The Libyan action to stop drilling for oil by Malta in disputed waters did not cause an outrage among the populance only. Mintoff called Libya’s action as worse than that of an enemy. The drilling stopped when the Italian driller Saipem II found no support from the Italian government, and Texaco, which had engaged it, found no support from the USA Sixth Fleet (as suggested by Malta), while the crew of the small and inadequate Maltese patrol boat that finally made it to the area, was too exhausted and ill-equipped to offer any protection. In fact the patrol boat had to be protected from the swell by the Libyan submarine.
Local commentators seem adamant to ignore the reason behind the clashes in the Gulf of Sirte between Libya and the USA, to the detriment of Malta’s interests in its Exclusive Economic Zone. Libya claims that this gulf is part of its internal waters, a claim that has been formally rejected by Malta in Mintoff’s time, and by the whole world. The USA went further and defied this claim, as it had every right to do according to international law, by sailing in the gulf and responding to the military challenge it faced.
The account of the shooting in Malta of Fathi Shqaqi by Israeli agents, which led to a noisy protest demonstartion in front of the Embassy of Malta in Tripoli, omits the most significant element.
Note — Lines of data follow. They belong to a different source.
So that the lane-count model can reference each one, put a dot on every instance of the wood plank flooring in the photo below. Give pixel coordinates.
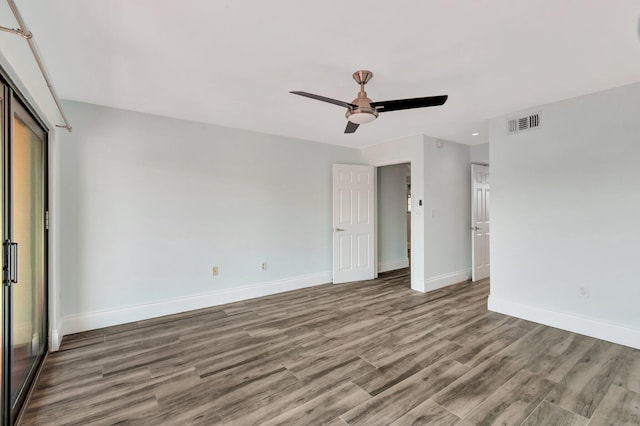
(366, 353)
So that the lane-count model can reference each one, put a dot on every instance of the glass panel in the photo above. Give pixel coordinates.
(28, 232)
(2, 289)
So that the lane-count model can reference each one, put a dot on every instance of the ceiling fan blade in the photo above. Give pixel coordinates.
(399, 104)
(324, 99)
(351, 127)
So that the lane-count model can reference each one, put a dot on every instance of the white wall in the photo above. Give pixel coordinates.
(440, 178)
(480, 153)
(565, 211)
(152, 204)
(392, 217)
(447, 210)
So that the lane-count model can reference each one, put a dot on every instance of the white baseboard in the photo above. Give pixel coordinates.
(393, 265)
(444, 280)
(581, 325)
(93, 320)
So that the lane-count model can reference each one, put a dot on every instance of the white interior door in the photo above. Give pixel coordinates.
(480, 221)
(353, 223)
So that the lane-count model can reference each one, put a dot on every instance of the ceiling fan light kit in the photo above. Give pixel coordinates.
(361, 110)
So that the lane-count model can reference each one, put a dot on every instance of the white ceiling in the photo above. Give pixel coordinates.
(233, 62)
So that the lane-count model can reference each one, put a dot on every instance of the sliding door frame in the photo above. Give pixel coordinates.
(15, 103)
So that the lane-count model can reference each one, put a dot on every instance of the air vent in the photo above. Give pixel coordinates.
(520, 124)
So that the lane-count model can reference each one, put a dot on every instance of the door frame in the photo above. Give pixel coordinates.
(416, 260)
(15, 102)
(473, 228)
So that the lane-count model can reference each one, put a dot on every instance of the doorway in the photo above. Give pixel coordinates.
(24, 250)
(394, 216)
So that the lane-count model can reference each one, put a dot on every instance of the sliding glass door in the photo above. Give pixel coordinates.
(24, 236)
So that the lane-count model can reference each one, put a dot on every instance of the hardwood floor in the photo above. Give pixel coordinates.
(367, 353)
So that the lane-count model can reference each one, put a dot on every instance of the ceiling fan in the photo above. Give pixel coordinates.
(361, 110)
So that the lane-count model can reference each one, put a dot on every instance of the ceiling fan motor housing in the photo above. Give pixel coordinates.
(364, 113)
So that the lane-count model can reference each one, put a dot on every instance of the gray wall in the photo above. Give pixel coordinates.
(392, 217)
(480, 153)
(565, 210)
(151, 204)
(447, 212)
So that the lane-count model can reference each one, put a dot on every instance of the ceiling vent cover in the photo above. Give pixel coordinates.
(520, 124)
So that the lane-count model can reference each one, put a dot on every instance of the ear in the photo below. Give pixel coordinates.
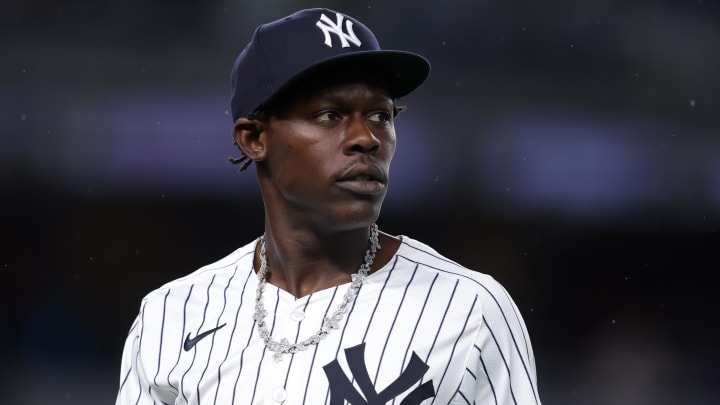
(249, 138)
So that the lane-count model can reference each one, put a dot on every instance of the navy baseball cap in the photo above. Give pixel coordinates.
(284, 51)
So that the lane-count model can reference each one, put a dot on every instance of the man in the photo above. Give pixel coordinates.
(324, 308)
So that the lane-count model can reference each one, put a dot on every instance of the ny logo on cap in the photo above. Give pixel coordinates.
(328, 26)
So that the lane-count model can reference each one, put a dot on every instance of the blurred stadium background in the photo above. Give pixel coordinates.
(569, 148)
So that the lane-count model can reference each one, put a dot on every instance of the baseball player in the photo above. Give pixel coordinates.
(325, 308)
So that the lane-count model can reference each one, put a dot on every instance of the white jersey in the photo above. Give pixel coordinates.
(422, 330)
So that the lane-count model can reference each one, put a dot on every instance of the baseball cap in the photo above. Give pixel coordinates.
(284, 51)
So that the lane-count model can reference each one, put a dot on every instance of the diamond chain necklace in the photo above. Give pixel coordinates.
(329, 323)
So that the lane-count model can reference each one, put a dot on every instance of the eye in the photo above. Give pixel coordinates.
(380, 116)
(328, 116)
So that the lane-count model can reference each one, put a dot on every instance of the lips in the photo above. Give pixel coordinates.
(363, 179)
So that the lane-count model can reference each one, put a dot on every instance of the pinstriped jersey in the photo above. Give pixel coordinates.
(422, 330)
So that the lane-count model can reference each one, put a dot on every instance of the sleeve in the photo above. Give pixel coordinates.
(135, 387)
(501, 366)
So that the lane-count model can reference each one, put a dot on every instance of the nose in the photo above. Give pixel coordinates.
(360, 138)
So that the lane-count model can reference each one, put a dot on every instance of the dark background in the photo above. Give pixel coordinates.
(569, 148)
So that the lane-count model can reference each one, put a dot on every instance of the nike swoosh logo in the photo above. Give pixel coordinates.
(190, 343)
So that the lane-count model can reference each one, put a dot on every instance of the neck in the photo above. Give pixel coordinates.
(302, 262)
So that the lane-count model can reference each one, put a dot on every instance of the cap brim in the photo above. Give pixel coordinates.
(403, 71)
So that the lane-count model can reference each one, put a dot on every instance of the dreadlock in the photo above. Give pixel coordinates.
(243, 160)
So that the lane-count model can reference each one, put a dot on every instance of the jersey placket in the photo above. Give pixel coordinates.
(289, 316)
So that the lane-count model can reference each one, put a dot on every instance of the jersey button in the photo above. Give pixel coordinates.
(279, 395)
(297, 315)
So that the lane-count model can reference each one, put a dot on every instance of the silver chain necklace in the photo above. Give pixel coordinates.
(329, 323)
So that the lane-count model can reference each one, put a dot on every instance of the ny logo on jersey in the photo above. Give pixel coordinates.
(329, 27)
(342, 389)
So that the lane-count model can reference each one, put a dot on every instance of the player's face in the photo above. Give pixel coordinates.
(329, 151)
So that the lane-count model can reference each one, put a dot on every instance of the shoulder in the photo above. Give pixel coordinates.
(430, 260)
(456, 279)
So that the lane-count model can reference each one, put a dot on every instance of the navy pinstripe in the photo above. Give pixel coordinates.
(460, 325)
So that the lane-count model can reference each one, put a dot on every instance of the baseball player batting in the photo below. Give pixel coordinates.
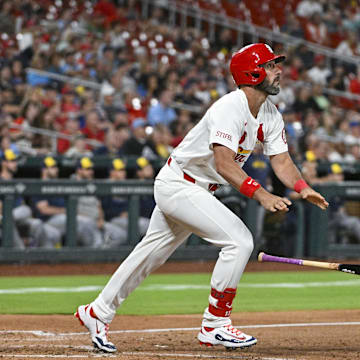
(211, 154)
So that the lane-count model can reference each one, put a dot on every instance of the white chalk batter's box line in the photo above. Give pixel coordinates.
(168, 356)
(52, 336)
(92, 354)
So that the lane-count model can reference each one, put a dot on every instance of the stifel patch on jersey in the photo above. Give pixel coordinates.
(223, 135)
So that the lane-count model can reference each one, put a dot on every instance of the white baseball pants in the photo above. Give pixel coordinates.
(182, 208)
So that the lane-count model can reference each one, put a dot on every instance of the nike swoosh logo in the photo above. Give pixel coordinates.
(236, 341)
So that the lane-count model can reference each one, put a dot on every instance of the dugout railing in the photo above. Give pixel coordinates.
(321, 242)
(310, 237)
(194, 249)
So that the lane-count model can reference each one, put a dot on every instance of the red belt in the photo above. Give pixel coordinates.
(211, 187)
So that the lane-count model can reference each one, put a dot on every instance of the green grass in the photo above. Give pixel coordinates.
(144, 301)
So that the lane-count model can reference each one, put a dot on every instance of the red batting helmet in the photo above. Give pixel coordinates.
(244, 65)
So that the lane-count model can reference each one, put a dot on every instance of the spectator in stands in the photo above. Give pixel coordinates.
(114, 141)
(22, 215)
(306, 55)
(79, 147)
(138, 143)
(189, 95)
(72, 128)
(162, 113)
(306, 8)
(350, 45)
(120, 118)
(21, 137)
(292, 26)
(94, 127)
(90, 207)
(322, 102)
(316, 30)
(304, 101)
(354, 85)
(161, 139)
(52, 210)
(116, 207)
(319, 73)
(107, 106)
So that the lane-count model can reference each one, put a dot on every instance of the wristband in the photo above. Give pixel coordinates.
(299, 185)
(249, 186)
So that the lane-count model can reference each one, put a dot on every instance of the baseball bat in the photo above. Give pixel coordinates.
(348, 268)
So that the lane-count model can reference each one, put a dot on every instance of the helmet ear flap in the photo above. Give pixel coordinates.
(257, 75)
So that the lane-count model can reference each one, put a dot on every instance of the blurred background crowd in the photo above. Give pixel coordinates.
(128, 78)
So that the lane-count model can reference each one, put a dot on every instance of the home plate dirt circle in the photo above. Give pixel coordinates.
(299, 335)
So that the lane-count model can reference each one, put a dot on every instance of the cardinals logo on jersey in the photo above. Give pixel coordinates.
(242, 153)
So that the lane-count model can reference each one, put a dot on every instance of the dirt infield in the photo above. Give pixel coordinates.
(62, 337)
(300, 335)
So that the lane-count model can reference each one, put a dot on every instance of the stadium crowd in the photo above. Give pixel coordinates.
(107, 82)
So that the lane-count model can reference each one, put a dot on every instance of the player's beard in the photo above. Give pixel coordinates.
(269, 89)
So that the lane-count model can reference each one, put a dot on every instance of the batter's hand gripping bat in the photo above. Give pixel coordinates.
(348, 268)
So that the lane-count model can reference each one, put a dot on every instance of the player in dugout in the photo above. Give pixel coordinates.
(211, 154)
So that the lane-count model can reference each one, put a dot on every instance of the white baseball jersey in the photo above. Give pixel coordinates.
(229, 122)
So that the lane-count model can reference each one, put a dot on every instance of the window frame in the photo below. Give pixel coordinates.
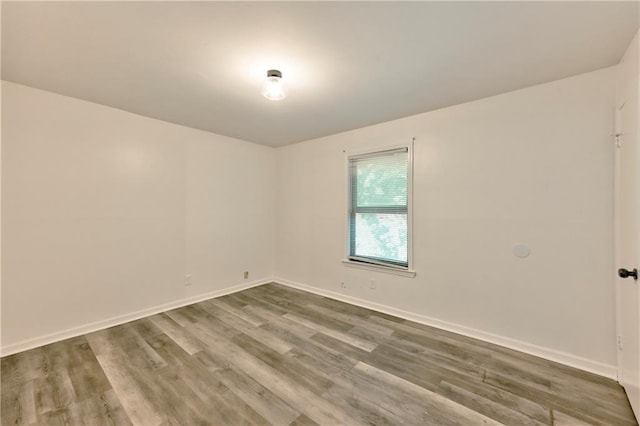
(372, 263)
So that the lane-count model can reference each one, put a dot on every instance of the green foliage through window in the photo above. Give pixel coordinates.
(378, 212)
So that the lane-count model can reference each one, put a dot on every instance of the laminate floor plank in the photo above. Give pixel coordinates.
(273, 355)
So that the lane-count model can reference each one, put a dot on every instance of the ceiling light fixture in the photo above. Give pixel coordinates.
(273, 87)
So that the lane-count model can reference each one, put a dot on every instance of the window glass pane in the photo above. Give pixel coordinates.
(381, 180)
(382, 236)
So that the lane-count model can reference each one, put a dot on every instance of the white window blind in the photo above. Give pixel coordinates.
(378, 210)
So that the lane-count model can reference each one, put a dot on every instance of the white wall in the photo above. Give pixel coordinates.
(104, 213)
(533, 166)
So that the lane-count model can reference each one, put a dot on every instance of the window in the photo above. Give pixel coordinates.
(379, 208)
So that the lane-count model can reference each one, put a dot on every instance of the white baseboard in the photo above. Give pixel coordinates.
(609, 371)
(121, 319)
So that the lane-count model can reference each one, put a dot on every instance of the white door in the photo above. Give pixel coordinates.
(627, 234)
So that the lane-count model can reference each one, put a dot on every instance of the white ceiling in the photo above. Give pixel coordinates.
(348, 64)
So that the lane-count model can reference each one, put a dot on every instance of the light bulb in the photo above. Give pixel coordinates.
(273, 87)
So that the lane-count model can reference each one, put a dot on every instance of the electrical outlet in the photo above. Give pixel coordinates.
(619, 342)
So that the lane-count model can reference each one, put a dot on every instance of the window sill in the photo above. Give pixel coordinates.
(379, 268)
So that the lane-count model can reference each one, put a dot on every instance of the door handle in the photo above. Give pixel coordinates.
(625, 273)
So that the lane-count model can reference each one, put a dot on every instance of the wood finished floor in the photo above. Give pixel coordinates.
(275, 355)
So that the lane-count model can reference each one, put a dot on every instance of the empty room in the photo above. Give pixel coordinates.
(320, 213)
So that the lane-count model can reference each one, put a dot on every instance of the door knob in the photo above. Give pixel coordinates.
(625, 273)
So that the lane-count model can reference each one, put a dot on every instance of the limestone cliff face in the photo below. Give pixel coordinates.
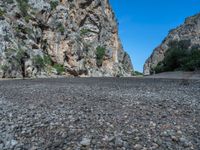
(69, 37)
(190, 30)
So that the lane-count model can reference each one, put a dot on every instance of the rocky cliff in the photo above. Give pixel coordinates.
(189, 31)
(60, 37)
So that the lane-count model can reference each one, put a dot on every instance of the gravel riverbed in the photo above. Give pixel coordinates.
(100, 113)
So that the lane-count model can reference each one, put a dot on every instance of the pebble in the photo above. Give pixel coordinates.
(85, 142)
(138, 147)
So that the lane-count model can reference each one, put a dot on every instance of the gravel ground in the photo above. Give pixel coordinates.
(100, 113)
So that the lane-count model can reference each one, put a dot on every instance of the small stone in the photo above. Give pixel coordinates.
(13, 142)
(118, 142)
(174, 138)
(138, 147)
(85, 142)
(185, 142)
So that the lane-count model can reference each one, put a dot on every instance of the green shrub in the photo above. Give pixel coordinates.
(4, 68)
(10, 1)
(179, 57)
(100, 53)
(137, 73)
(27, 18)
(2, 13)
(59, 68)
(38, 61)
(84, 31)
(23, 6)
(53, 4)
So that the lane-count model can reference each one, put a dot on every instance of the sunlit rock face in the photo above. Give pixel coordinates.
(190, 30)
(41, 38)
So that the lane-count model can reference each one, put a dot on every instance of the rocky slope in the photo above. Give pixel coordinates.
(42, 38)
(190, 30)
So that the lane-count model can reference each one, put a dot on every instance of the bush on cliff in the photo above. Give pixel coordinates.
(180, 57)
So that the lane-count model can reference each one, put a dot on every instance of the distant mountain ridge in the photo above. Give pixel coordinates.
(189, 31)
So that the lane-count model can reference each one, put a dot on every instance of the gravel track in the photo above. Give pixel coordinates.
(100, 113)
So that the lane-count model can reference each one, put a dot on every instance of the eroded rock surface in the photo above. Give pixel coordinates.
(41, 37)
(189, 31)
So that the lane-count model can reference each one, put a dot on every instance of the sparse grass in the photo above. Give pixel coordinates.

It does not mention that Shqaqi, the leader of a terrorist group, had entered Malta from Libya on a Libyan passport bearing a false name.
The Voice of the Mediterranean was created under the Fenech Adami administration to replace a similar joint with Algeria, in which the latter had lost interest, and to fulfill one of a number of unfulfilled agreements between Malta and Libya under the Mintoff administartion.
The views by Minister John Dalli on ways to develop stronger economic links with Libya should be heeded.